Leonard may still be the no-nonsense man of few words NBA fans have come to expect, but looking back on his year in Toronto, it feels like he found a bit of himself, too - more of his own voice - becoming a more marketable star in the process.

It started with that unforgettable laugh at media day, and ended with a self-parody of that laugh at what Leonard would later describe as "the best parade ever." He revealed more of himself than ever before in an honest, endearing interview on Ibaka's YouTube cooking show while sampling a pizza topped with bull penis.

He soaked up the adulation at Niagara Falls, made a dramatic post-championship entrance at a Blue Jays game, and asked, "What it do, baby?" before he ever asked for Clippers fans' attention with a "Hey, hey, hey."

Leonard may have always been a fun guy, but he didn't become the Fun Guy™ until Toronto, establishing himself as the face of New Balance basketball, which wisely marketed Leonard as a Canadian folk hero.

Canada made Leonard the King of the North and expected nothing in return after the championship, which seemed to resonate with the two-time Finals MVP.

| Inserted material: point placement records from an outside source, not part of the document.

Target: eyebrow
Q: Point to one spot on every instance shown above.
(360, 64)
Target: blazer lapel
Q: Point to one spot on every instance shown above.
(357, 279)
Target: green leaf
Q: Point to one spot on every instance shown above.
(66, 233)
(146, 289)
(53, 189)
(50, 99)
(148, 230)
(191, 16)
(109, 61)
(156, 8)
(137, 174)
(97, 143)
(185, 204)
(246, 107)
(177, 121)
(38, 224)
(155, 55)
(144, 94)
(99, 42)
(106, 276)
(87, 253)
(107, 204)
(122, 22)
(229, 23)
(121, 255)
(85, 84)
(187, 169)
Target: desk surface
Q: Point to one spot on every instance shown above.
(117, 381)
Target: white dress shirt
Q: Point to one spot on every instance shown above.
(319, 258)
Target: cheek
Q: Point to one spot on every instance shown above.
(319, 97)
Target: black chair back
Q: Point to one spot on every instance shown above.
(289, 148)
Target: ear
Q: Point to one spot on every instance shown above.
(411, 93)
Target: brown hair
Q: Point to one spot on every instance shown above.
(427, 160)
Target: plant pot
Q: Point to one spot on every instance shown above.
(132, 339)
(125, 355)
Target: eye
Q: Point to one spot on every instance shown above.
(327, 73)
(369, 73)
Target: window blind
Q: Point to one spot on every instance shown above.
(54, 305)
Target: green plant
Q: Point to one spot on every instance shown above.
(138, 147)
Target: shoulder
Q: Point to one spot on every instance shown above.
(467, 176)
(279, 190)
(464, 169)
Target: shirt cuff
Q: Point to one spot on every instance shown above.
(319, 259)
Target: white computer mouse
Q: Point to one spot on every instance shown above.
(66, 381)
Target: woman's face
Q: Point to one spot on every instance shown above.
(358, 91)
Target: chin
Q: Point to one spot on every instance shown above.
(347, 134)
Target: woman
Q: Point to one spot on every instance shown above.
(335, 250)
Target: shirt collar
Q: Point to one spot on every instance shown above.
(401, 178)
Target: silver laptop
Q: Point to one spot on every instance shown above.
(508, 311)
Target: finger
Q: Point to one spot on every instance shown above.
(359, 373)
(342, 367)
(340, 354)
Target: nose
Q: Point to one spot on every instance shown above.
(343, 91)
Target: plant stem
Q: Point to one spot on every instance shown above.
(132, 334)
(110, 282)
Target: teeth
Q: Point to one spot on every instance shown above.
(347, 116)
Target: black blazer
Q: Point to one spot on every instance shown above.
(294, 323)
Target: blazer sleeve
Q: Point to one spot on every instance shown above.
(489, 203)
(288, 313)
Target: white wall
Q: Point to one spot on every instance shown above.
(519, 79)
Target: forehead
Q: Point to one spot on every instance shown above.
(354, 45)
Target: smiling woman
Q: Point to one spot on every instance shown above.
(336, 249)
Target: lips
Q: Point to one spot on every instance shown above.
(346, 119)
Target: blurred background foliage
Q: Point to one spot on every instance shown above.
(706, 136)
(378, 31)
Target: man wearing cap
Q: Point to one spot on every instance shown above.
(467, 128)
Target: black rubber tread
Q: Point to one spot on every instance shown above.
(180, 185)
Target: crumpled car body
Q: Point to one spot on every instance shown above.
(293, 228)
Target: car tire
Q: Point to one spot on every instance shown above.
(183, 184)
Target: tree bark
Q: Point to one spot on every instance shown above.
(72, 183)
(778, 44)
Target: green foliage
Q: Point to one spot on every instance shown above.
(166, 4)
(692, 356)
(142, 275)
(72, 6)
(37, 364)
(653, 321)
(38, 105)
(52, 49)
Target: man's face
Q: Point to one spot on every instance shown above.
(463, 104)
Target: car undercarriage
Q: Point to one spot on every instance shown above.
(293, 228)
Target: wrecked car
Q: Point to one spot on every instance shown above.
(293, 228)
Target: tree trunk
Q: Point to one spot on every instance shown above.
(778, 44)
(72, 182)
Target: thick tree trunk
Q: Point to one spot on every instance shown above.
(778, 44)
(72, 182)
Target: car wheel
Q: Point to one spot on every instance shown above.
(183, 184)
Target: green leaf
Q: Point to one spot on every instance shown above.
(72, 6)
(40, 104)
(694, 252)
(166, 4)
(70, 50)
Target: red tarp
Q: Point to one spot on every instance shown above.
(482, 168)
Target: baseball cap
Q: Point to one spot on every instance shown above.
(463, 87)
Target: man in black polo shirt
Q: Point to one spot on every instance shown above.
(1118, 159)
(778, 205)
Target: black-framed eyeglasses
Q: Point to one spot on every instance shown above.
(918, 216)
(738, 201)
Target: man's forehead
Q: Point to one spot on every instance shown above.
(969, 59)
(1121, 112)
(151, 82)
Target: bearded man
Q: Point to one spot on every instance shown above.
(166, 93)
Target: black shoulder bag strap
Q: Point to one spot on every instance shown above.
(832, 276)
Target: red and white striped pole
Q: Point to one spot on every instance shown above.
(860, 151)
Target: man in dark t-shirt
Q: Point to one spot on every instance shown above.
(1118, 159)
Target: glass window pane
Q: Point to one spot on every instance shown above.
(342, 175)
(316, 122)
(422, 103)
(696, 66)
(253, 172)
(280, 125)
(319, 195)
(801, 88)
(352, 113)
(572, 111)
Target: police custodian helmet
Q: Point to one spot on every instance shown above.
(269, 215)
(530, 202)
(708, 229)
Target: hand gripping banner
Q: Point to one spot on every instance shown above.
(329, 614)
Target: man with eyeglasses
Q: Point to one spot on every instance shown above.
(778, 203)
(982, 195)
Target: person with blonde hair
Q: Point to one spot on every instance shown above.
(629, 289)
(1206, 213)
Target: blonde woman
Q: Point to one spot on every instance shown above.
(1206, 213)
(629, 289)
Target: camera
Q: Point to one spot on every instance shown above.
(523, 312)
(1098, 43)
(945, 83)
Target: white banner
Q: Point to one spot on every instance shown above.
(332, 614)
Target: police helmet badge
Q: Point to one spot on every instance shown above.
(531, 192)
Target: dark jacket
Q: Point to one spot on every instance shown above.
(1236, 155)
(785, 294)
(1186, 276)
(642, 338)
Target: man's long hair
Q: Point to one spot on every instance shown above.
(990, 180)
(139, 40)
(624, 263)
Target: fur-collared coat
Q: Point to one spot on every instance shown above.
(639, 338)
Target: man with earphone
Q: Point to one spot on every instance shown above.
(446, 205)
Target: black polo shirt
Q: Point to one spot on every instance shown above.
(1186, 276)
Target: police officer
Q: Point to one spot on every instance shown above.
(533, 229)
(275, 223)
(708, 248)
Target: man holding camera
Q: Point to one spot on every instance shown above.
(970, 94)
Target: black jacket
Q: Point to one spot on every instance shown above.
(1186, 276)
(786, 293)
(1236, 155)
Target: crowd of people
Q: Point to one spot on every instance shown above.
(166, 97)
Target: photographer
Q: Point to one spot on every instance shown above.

"Even after me signing with the Clippers, you know, Canadians came up to me when I was in America, or vice versa when I was up there, they said thank you for everything I've done," Leonard reflected after being cheered during an October preseason game in Vancouver, British Columbia. "They're very nice people."

Months earlier, at a championship parade that paralyzed Toronto's downtown core, Leonard expressed similar gratitude.

"I just want to say thank y'all for welcoming me here after the trade with open arms, man," Leonard said on that June afternoon. "It made my experience that much better. This group of guys let me do what I do on the floor. Coach Nick let me do what I do. And now we've got a championship."

Leonard needed only one year to change the Raptors forever and to leave an indelible mark on Canada's collective memory, its sports landscape, and its cultural identity. But don't discount the mark the city, the country, its beloved basketball team, and the club's rabid fan base, left on Leonard.

At the very time he began flexing his self-determination, Leonard landed in a place that gave him the space to reveal himself off the court, a team to maximize his abilities on it, and a starving, adoring fan base that offered him a throne to call his own.